Abstract: FR-PO0383
Uncommon Presentations of Primary Aldosteronism: Edema and Hormonal Cosecretion
Session Information
- Hypertension and CVD: Clinical - 2
November 07, 2025 | Location: Exhibit Hall, Convention Center
Abstract Time: 10:00 AM - 12:00 PM
Category: Hypertension and CVD
- 1602 Hypertension and CVD: Clinical
Authors
- Alam, Sreyoshi Fatima, Mayo Clinic Minnesota, Rochester, Minnesota, United States
- Young, William F., Mayo Clinic Minnesota, Rochester, Minnesota, United States
- Garovic, Vesna D., Mayo Clinic Minnesota, Rochester, Minnesota, United States
Introduction
Primary aldosteronism (PA), classically defined by hypertension and hypokalemia, can present atypically with normotension, edema, or hormonal co-secretion. We present two such cases: one in a normotensive, lean woman with chronic edema, and the other in a hypertensive woman with cortisol co-secretion from a right adrenal aldosterone-producing adenoma (APA). These cases expand PA’s clinical spectrum and highlight the importance of individualized evaluation.
Case Description
Case 1: Normotensive PA with Chronic Edema
A 49-year-old woman (BMI 18.3) developed mild hypertension, treated with thiazide diuretics, resulting in hypokalemia. Her BP normalized, thiazide was stopped, but peripheral edema persisted. Labs showed PAC 29.6 ng/dL and PRA 0.5 ng/mL/hr. Imaging was initially read as negative, but re-review revealed left adrenal micronodularity. She chose medical therapy with eplerenone, titrated to achieve PRA >1 ng/mL/hr and normokalemia.

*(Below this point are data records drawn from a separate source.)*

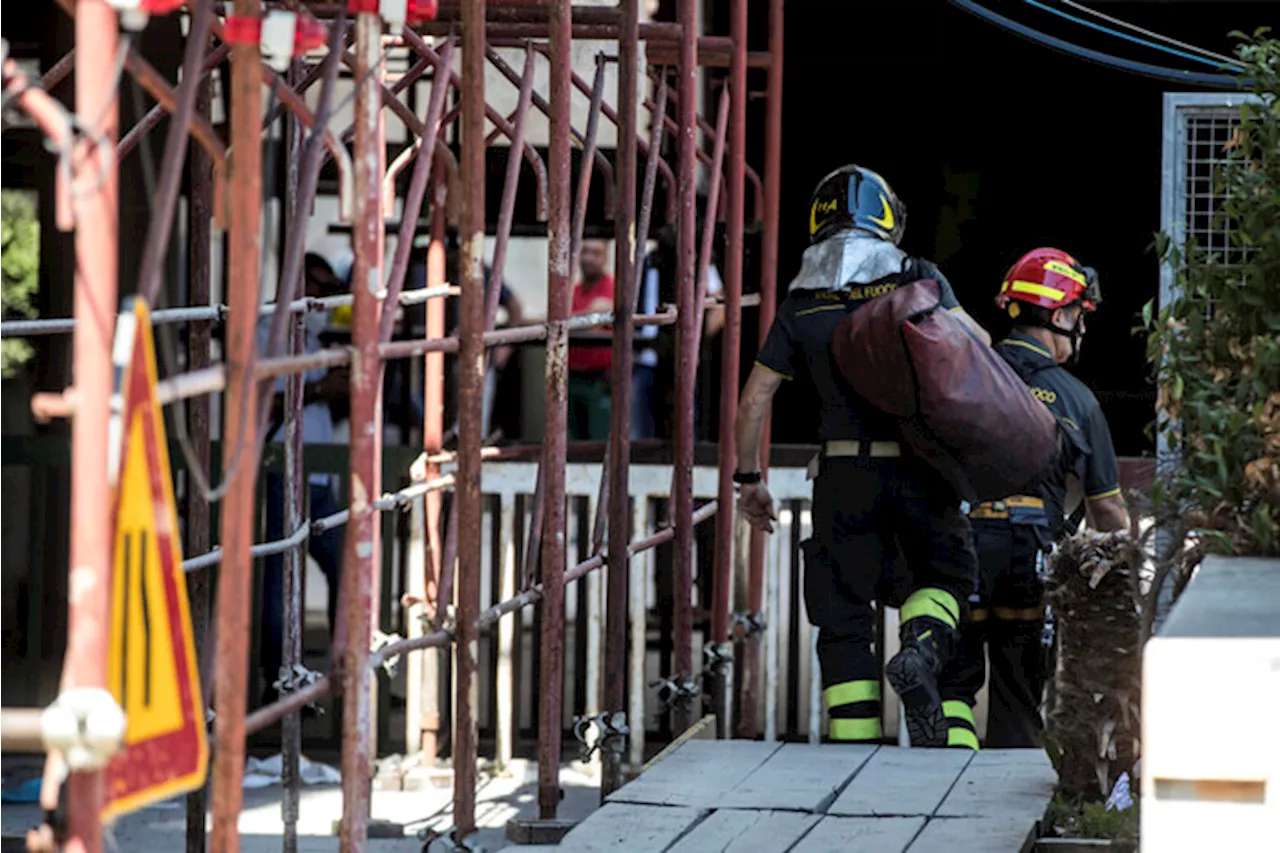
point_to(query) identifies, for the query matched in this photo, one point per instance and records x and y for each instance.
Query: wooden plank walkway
(752, 797)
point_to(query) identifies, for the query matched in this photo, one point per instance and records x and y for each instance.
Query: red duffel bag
(963, 409)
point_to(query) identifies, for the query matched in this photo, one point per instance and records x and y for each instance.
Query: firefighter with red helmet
(872, 497)
(1047, 295)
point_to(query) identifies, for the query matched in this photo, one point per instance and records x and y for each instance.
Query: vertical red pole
(471, 360)
(686, 359)
(240, 425)
(433, 442)
(96, 232)
(732, 334)
(748, 726)
(200, 213)
(554, 441)
(626, 256)
(361, 559)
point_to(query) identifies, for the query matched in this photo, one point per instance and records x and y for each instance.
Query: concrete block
(526, 830)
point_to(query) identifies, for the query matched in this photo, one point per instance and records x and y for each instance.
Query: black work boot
(913, 674)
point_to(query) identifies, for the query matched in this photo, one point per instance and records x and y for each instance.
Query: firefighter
(1047, 295)
(872, 498)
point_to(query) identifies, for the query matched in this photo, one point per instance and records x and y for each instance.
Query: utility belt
(845, 448)
(1019, 509)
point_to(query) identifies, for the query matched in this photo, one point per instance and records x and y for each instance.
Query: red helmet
(1048, 278)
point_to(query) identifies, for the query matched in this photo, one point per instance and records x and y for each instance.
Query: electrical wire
(1146, 32)
(1136, 40)
(1146, 69)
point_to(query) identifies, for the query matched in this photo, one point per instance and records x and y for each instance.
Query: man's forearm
(746, 436)
(1109, 514)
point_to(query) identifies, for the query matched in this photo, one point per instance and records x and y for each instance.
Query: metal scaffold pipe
(470, 411)
(95, 208)
(360, 601)
(686, 360)
(236, 575)
(748, 726)
(558, 293)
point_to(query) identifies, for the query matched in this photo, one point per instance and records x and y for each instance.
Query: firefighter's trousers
(868, 510)
(1006, 626)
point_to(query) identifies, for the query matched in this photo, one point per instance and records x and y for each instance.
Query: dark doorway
(996, 146)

Case 2: Cortisol Co-Secreting Right Adrenal APA in Hypertensive Woman
A 41-year-old woman developed hypokalemia in the third trimester of pregnancy, later diagnosed with postpartum hypertension and persistent edema. Ongoing BP and potassium fluctuations prompted endocrine workup. Initial labs: PAC 21.8 ng/dL, PRA 0.5; repeat: PAC 20.6, PRA 0.9; 24-hour urine aldosterone: 25.8 mcg on high sodium diet (442 mEq). DHEA-S remained consistently low (15–16 mcg/dL), suggesting chronic corticotropin suppression and cortisol co-secretion. A 1-mg dexamethasone suppression test (DST) showed abnormal cortisol (2.7 mcg/dL); 8-mg DST confirmed subclinical hypercortisolism (17.9 mcg/dL). Adrenal vein sampling (AVS) showed marked cortisol and aldosterone lateralization to the right adrenal (cortisol: 1190 vs. 174 mcg/dL; aldosterone: 15,000 vs. 1872 ng/dL), consistent with a right adrenal APA with cortisol co-secretion. CT showed a 1.1 cm lipid-rich right adrenal nodule. She underwent laparoscopic right adrenalectomy.
Discussion
These cases illustrate atypical PA presentations. The first shows that PA can exist without hypertension, presenting as edema from aldosterone-driven volume expansion. The second underscores evaluating cortisol co-secretion in PA with adrenal adenomas, as it affects AVS interpretation and management. Both highlight the need for diagnostic approaches beyond the classical PA phenotype.